Weird Science gets its freak on to beat restless leg syndrome

It's nice to have options: Restless leg syndrome is uncomfortable enough to keep people awake and most of them are stuck taking long walks to ease the discomfort enough to where its sufferers can get back to sleep. A case report in Sleep Medicine indicates that someone has found an alternate palliative, one that doesn't require leaving the bed: sex. And, if that's unavailable, the individual in question has found that masturbation works just as well (for relief of the discomfort, at least).
Because happy people suck: You can think of it as a sort of inverse schadenfreude. Instead of taking joy in the misery of others, it appears that unhappy people are made even more miserable when those around them are happier. Previously, the comparison required to establish this relationship—correlating life satisfaction with suicide rates—was only possible in between countries, which leaves open the prospect that differences in suicide rates are the product of other cultural influences. In this new paper, the authors go through and analyze data on a state-by-state level, and find the relationship still holds.
The happiest state with a low suicide rate? Hawaii, which should surprise no one. Colorado is just a touch happier, but has a suicide rate that's nearly double.
A striking study of the emotional impact of breakups: The strike in question being the one that stopped the production of new TV shows back in 2007, and the breakup was the forced separation between viewers and the characters they liked. During the strike, college students were surveyed with questions like, "My favorite character makes me feel comfortable, as if I am with a friend." Those who watched shows for companionship and escape tended to be hit hard by the strike. Instead of going out and getting a life, however, they responded to the loss of new episodes by consuming other media, like the Internet. Before anyone starts stereotyping, males and females were apparently hit equally hard by this.
World's oldest toothache: Pity Labidosaurus hamatus. This early reptile predated the origin of dental care by many millions of years, and yet fossil evidence indicated some individuals developed nasty abscesses. Back then, keeping teeth in place for extended periods of time was an evolutionary novelty, driven by increased processing of food in the mouth as they turned to a plant-rich diet. That, in turn, led to increased wear and damage, which enabled the infection to take hold. The new finding "predate[s] the previous record for oral and dental disease in a terrestrial vertebrate by nearly 200 million years," according to the journal's publisher.

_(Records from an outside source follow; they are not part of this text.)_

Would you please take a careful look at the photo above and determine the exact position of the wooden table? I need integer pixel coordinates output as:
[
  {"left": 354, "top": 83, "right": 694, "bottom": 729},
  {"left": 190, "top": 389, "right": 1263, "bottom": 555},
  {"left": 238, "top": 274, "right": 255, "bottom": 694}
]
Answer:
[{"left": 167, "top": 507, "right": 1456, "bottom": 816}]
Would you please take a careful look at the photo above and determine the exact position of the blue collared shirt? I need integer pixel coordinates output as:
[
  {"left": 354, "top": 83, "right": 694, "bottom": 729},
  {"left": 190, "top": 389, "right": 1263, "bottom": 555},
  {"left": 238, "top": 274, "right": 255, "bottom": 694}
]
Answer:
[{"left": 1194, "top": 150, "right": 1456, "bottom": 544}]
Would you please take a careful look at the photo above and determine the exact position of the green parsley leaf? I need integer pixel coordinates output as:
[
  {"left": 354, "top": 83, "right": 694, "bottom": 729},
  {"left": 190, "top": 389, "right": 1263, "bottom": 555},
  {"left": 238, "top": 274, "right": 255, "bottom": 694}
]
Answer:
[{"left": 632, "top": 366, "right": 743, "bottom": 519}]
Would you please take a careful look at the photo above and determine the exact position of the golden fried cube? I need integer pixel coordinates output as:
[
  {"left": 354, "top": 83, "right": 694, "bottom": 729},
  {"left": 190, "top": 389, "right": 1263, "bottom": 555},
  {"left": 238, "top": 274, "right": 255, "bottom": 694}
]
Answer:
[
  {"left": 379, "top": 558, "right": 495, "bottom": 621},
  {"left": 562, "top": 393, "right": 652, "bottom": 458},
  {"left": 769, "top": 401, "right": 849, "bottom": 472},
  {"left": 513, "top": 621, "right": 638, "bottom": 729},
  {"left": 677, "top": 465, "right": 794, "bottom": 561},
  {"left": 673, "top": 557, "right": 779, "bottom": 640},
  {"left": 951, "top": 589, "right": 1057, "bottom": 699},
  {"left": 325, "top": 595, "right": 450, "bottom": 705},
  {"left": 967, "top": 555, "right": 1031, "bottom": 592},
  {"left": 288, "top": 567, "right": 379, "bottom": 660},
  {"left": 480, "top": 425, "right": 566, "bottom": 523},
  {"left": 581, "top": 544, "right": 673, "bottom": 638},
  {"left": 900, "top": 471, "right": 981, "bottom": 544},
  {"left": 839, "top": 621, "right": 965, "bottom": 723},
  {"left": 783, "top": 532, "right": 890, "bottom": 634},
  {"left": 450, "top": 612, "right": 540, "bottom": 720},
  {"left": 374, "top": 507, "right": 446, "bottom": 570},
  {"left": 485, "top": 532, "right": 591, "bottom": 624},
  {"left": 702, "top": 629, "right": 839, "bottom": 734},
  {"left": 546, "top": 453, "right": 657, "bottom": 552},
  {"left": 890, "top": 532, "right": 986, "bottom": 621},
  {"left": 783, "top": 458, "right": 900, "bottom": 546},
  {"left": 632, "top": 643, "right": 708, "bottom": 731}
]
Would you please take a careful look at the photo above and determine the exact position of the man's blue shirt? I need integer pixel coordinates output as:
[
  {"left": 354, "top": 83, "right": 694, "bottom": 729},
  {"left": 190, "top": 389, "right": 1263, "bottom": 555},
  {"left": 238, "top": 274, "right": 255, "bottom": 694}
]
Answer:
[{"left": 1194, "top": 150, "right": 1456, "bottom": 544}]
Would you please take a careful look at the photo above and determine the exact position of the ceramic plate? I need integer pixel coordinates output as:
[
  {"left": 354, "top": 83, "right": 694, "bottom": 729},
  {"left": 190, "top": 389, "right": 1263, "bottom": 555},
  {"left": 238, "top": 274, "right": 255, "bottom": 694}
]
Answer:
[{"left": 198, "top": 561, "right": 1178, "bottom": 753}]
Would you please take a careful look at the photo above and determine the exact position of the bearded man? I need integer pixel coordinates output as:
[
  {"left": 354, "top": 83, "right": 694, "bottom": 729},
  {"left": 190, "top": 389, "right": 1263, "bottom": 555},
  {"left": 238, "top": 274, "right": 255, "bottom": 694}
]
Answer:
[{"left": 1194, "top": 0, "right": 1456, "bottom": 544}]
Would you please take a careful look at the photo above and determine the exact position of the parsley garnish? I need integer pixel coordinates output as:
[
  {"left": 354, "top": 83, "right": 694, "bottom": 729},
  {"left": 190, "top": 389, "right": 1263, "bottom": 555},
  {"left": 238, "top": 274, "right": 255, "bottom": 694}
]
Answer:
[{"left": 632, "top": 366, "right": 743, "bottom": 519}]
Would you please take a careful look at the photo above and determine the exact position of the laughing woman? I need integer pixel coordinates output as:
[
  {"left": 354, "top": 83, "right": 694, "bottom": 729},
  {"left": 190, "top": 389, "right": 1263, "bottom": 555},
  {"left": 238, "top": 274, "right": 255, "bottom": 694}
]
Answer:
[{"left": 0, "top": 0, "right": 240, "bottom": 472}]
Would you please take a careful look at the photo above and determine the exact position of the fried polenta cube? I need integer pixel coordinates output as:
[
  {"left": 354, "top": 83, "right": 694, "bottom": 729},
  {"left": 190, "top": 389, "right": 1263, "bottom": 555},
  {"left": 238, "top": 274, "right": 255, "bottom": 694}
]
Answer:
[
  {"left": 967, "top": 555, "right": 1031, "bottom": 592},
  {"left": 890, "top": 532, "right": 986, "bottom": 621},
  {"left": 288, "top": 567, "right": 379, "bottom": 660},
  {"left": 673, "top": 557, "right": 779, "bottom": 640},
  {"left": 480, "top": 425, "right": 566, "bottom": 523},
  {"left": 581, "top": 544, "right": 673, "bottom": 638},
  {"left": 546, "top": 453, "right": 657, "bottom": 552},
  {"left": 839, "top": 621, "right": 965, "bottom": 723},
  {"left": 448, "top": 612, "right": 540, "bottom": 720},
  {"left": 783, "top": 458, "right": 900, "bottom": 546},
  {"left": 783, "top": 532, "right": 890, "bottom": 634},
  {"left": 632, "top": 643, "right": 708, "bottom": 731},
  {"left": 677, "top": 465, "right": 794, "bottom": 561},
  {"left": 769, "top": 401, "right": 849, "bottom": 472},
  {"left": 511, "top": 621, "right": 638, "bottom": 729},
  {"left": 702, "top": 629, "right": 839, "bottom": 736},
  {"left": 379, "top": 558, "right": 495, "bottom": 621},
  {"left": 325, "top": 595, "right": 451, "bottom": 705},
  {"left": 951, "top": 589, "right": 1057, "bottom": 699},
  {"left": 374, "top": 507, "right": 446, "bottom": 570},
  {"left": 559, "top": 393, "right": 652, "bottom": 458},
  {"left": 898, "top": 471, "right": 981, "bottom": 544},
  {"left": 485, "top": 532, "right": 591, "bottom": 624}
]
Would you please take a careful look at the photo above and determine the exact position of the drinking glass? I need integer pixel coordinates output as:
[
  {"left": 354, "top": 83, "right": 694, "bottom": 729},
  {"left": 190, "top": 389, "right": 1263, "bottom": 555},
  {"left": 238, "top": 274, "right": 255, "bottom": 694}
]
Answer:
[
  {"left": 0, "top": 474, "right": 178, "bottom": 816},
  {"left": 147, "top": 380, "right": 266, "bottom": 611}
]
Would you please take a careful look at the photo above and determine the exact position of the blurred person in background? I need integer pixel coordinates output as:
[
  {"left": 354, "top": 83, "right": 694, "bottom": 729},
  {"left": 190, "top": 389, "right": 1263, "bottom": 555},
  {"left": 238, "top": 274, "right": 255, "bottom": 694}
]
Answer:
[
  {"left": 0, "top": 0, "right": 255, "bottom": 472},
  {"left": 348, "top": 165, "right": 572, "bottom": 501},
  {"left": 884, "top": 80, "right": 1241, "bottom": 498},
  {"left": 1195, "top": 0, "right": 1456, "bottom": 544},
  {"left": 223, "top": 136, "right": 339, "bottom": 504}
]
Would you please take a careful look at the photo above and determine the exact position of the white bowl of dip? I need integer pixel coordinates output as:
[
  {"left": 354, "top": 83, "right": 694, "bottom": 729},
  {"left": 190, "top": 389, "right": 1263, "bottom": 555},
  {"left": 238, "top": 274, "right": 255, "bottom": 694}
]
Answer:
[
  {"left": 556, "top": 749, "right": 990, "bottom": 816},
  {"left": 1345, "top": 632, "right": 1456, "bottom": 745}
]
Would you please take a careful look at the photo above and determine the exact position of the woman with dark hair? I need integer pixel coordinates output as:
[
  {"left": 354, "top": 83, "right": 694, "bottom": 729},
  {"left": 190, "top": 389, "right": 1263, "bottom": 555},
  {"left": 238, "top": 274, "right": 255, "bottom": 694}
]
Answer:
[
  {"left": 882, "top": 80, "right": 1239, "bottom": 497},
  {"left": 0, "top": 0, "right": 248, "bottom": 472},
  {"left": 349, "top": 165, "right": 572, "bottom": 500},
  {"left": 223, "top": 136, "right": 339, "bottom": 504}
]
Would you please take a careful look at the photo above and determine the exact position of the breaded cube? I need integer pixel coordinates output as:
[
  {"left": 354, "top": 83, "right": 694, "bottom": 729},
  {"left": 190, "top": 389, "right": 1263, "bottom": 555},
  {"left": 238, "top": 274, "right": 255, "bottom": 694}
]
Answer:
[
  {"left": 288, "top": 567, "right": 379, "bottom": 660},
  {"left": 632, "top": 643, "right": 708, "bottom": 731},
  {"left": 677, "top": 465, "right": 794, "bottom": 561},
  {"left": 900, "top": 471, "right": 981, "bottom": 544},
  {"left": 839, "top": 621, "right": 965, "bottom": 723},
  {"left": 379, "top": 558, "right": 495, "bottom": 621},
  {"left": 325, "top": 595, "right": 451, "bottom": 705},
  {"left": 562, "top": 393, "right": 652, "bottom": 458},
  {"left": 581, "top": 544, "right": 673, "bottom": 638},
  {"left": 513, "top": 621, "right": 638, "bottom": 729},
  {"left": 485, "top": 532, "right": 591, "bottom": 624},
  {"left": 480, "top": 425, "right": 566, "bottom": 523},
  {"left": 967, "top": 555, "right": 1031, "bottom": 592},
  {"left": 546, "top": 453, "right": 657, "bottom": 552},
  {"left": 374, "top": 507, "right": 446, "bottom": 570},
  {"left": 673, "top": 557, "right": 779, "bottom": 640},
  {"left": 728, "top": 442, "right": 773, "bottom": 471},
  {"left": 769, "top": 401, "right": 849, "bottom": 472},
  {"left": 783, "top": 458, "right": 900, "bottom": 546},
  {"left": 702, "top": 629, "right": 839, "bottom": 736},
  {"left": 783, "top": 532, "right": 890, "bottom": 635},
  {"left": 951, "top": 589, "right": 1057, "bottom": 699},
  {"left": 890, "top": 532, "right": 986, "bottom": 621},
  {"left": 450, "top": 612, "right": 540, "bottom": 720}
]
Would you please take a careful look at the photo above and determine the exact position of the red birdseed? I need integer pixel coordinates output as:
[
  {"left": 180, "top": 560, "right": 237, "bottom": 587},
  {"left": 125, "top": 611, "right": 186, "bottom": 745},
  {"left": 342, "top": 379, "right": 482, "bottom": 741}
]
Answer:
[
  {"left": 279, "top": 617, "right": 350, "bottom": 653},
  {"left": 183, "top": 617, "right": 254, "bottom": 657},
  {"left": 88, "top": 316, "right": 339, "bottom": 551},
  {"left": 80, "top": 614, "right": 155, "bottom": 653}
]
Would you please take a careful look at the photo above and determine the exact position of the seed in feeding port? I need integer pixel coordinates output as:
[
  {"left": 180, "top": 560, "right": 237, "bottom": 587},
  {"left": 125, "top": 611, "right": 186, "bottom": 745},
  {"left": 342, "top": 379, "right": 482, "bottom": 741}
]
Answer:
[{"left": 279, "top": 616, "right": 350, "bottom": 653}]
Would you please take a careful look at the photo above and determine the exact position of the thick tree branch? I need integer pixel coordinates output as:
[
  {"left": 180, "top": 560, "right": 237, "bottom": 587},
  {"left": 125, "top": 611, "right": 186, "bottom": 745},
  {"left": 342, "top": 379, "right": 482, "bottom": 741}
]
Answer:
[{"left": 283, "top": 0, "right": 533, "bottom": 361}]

A surgical hangover: Great experimental technique here: take groups of surgical students out, get half of them hammered, and then test them on a virtual reality surgery system the next day. The results were not happy for the virtual patients of the boozy groups: "Excessive consumption of alcohol appeared to degrade surgical performance the following day even at 4 pm." To make sure that none of the budding surgeons held back when offered an open bar tab, the researchers went along on the nights out to take notes on the students' inebriation status. No word on how the investigator's drinking may have influenced these status reports.
Sorry, you're not my gut type: More sequencing of the fecal metagenome, which reveals the full complement of bacteria that lives in an organism's gut. In this case, a team did a comparison of 22 human metagenomes, originating in four different countries. Not surprisingly, the gut bacteria clustered in similar groups. The weird thing about it is that these clusters didn't group the guts by nation of origin or even continent. The authors suggest that these three "enterotypes" represent stable host-microbe states, and are driven by a mixture of the gut environment and competition among the bacteria there. They also argue that the enterotype may influence a person's response to dietary changes and drug intake, and thus may help explain some degree of human variability.